Dan dengan EV di garis depan dorongan bangsa menuju masa depan yang lebih hijau, Mr Isa bukan satu-satunya yang ingin meningkatkan keterampilannya.

Petugas teknis otomotif di Strides Mobility dan penggemar EV yang memproklamirkan diri, James Rayappan, akan mendapat manfaat dari MOU lain yang ditandatangani oleh LTA bulan lalu.

MOU, yang ditandatangani dengan 21 organisasi termasuk Strides Mobility, akan mengembangkan peluang pelatihan bagi teknisi otomotif baru dan yang sudah ada seperti Mr Rayappan untuk mendukung adopsi kendaraan listrik.

Sebuah program sertifikasi tingkat nasional baru akan dibentuk untuk mengakui teknisi otomotif yang telah menyelesaikan kursus ini dan berhasil mencapai kompetensi yang dibutuhkan, kata LTA.

Sertifikasi, yang diakui oleh semua pihak dalam MOU, akan memungkinkan teknisi untuk selanjutnya mengambil pelatihan khusus lebih lanjut dalam pemeliharaan EV.
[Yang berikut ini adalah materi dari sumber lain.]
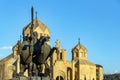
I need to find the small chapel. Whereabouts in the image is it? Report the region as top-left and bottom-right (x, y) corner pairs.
(0, 7), (104, 80)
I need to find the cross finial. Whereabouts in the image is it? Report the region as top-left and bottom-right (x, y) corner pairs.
(35, 11), (37, 19)
(20, 35), (22, 41)
(31, 6), (34, 21)
(78, 38), (80, 44)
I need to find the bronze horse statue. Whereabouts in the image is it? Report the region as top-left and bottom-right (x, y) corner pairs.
(19, 36), (57, 76)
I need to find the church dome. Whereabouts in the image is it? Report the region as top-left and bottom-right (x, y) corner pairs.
(23, 19), (50, 38)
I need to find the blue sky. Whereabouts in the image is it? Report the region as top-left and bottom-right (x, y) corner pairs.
(0, 0), (120, 73)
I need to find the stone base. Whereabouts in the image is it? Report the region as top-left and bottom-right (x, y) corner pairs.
(11, 77), (28, 80)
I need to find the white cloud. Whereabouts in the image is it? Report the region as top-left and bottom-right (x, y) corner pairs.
(0, 46), (12, 50)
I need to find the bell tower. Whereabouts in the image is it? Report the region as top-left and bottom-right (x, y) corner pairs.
(72, 39), (87, 60)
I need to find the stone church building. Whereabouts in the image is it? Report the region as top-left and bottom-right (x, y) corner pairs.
(0, 11), (103, 80)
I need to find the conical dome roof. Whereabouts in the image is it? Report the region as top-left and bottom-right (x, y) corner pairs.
(23, 19), (50, 38)
(72, 42), (87, 52)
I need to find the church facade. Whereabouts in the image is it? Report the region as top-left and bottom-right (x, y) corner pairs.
(0, 12), (103, 80)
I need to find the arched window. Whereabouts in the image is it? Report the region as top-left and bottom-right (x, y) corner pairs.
(56, 76), (64, 80)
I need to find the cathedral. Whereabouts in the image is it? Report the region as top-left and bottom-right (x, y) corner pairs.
(0, 8), (104, 80)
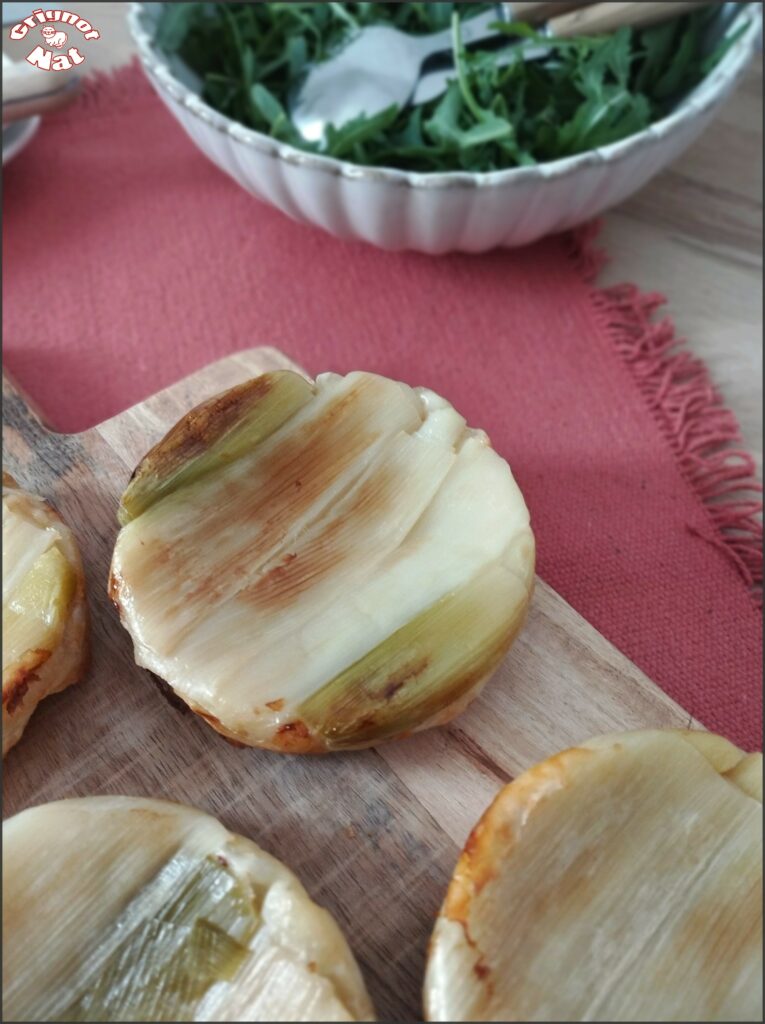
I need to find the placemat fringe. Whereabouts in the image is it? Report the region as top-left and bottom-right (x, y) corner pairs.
(570, 223), (763, 607)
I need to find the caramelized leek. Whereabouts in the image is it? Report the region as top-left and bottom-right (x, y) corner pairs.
(111, 372), (534, 752)
(2, 797), (374, 1021)
(3, 474), (87, 755)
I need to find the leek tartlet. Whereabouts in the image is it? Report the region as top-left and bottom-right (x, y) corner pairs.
(110, 371), (535, 753)
(3, 473), (87, 757)
(3, 797), (374, 1021)
(425, 731), (762, 1021)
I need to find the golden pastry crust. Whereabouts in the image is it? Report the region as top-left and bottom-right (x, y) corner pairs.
(424, 731), (762, 1021)
(109, 371), (535, 754)
(2, 472), (88, 757)
(3, 797), (375, 1021)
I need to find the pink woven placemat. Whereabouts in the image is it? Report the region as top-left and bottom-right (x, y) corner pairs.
(3, 67), (762, 749)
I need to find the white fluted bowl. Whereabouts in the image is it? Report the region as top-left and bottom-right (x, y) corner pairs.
(129, 3), (762, 254)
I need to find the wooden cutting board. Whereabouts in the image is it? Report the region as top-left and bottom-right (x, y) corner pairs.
(3, 348), (693, 1021)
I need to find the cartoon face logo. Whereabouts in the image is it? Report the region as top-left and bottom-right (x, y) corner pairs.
(40, 25), (67, 50)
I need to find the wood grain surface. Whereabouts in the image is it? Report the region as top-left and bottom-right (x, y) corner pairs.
(3, 348), (691, 1021)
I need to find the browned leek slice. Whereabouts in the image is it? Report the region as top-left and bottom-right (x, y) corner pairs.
(3, 797), (374, 1021)
(3, 473), (87, 756)
(111, 372), (534, 752)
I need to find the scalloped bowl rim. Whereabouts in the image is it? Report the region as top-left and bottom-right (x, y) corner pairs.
(128, 2), (762, 188)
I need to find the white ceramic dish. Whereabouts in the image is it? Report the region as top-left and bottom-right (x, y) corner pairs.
(3, 118), (40, 164)
(129, 3), (762, 254)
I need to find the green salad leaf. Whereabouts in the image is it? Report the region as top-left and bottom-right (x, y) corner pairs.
(157, 3), (742, 172)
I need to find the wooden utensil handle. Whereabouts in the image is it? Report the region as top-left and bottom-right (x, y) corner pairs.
(548, 0), (707, 36)
(505, 0), (592, 25)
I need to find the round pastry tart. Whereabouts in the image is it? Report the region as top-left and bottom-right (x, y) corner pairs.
(3, 473), (88, 757)
(3, 797), (374, 1021)
(425, 731), (762, 1021)
(111, 371), (534, 753)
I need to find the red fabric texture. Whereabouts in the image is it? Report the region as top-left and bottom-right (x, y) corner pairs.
(3, 67), (762, 749)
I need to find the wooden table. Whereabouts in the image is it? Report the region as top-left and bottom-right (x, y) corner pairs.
(5, 3), (763, 475)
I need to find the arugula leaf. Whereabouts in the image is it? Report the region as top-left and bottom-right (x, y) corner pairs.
(157, 0), (737, 171)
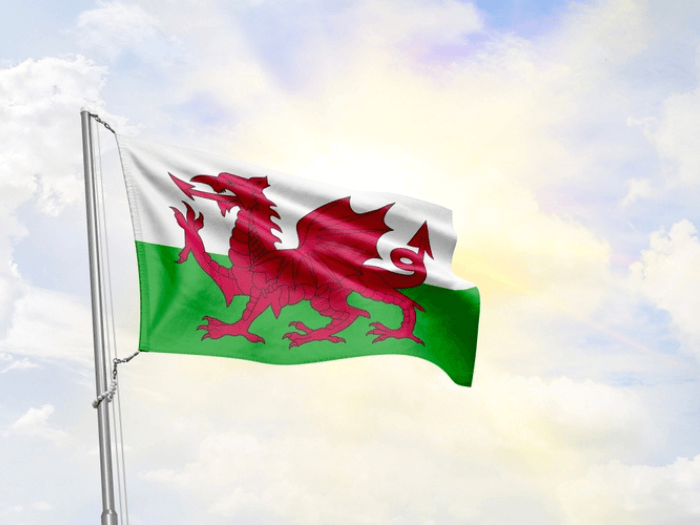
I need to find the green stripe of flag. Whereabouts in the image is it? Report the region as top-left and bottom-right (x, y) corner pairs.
(136, 241), (480, 386)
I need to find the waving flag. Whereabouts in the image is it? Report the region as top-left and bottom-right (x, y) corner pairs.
(118, 137), (479, 386)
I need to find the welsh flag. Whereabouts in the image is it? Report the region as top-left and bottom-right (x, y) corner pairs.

Tetapi bahkan sebelum pelatihan di bawah MOU dimulai, Mr Rayappan, yang merayakan tahun ke-20 di Strides Mobility bulan ini, sudah menjual EV.
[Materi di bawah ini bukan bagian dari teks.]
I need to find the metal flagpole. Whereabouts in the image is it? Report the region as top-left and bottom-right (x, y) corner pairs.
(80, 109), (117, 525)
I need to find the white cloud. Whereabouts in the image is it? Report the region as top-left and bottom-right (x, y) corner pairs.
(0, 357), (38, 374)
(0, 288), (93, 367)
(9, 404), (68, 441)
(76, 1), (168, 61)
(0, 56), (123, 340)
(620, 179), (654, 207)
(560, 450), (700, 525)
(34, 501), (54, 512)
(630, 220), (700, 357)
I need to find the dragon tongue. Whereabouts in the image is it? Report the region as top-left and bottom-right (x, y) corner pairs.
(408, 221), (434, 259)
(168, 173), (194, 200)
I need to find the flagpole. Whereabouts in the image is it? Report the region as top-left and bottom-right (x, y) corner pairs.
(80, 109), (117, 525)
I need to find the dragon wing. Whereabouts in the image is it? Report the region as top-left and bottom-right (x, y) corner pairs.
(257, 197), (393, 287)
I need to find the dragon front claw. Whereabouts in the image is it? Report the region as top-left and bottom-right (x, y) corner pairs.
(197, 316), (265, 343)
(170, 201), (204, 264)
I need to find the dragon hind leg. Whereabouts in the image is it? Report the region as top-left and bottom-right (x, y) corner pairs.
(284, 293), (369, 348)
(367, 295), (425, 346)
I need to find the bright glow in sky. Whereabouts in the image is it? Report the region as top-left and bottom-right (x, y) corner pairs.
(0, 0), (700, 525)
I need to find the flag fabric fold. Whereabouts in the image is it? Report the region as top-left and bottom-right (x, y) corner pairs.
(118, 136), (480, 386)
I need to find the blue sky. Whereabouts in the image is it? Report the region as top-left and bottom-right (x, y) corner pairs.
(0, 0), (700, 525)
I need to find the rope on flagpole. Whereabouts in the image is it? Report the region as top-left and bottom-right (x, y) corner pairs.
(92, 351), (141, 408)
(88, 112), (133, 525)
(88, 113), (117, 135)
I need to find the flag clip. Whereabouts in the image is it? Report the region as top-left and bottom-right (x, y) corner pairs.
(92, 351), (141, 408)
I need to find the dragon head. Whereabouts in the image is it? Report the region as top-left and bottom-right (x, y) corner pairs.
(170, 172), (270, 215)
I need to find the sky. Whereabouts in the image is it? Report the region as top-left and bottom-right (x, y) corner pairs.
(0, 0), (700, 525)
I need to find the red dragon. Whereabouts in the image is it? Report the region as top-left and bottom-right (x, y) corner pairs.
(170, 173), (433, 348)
“EV sangat, sangat berbeda. Terakhir kali, kami (bekerja dengan) bensin dan solar. (Tapi untuk EV), berbeda karena tidak ada mesin, sepenuhnya listrik. Jadi saya terkesan karena tangan saya juga tidak kotor. EV lebih mudah dan lebih bersih untuk dirawat, ”kata pria berusia 41 tahun itu kepada CNA.

Setelah bekerja di EV selama sekitar satu tahun, ia juga secara teratur menjelajahi media sosial untuk tren EV terbaru. Dia juga telah dikirim untuk pelatihan pemeliharaan EV, serta kursus tahunan untuk menyegarkan keterampilannya.

Dibandingkan dengan “mesin tradisional”, “tidak perlu melakukan banyak langkah” untuk memecahkan masalah dengan EV, kata Rayappan.

“Sekarang saya ingin belajar sesuatu (baru) untuk diri saya sendiri. Jika, katakanlah, saya tidak tahu sesuatu (tentang) EV, saya (akan menonton) YouTube (untuk melihat) bagaimana cara memperbaikinya… apa yang salah, semuanya.”

Ketika dia mendengar bahwa Strides berencana untuk mengubah armada taksinya menjadi EV, minatnya terusik.

“Saya ingin mengupgrade diri. Jadi tidak seperti dulu (jenis dunia lagi)… Dunia ingin berubah dari bensin ke EV. Saya juga ingin berubah,” katanya.

Ditanya mengapa dia tidak takut mengambil tantangan baru untuk meningkatkan keterampilannya, Rayappan mengatakan itu semua tentang mencoba.

“Pertama-tama, jangan pernah melakukan kesalahan, tidak bisa belajar. Harus melakukan kesalahan maka dapat memperbaiki. Jika, misalkan, saya takut, saya (tidak akan) duduk di depan Anda (untuk diwawancarai). Jadi itu sebabnya, semuanya mencoba. ”

Mengambil keterampilan EV juga merupakan strategi masa depan untuk mempertahankan pekerjaannya.

“Saat ini, semua model (mobil) baru, seperti Tesla, MG, mobil dari China, semuanya listrik. … (Teknisi adalah) bukan teknisi; mereka lebih seperti tukang listrik,” tambahnya.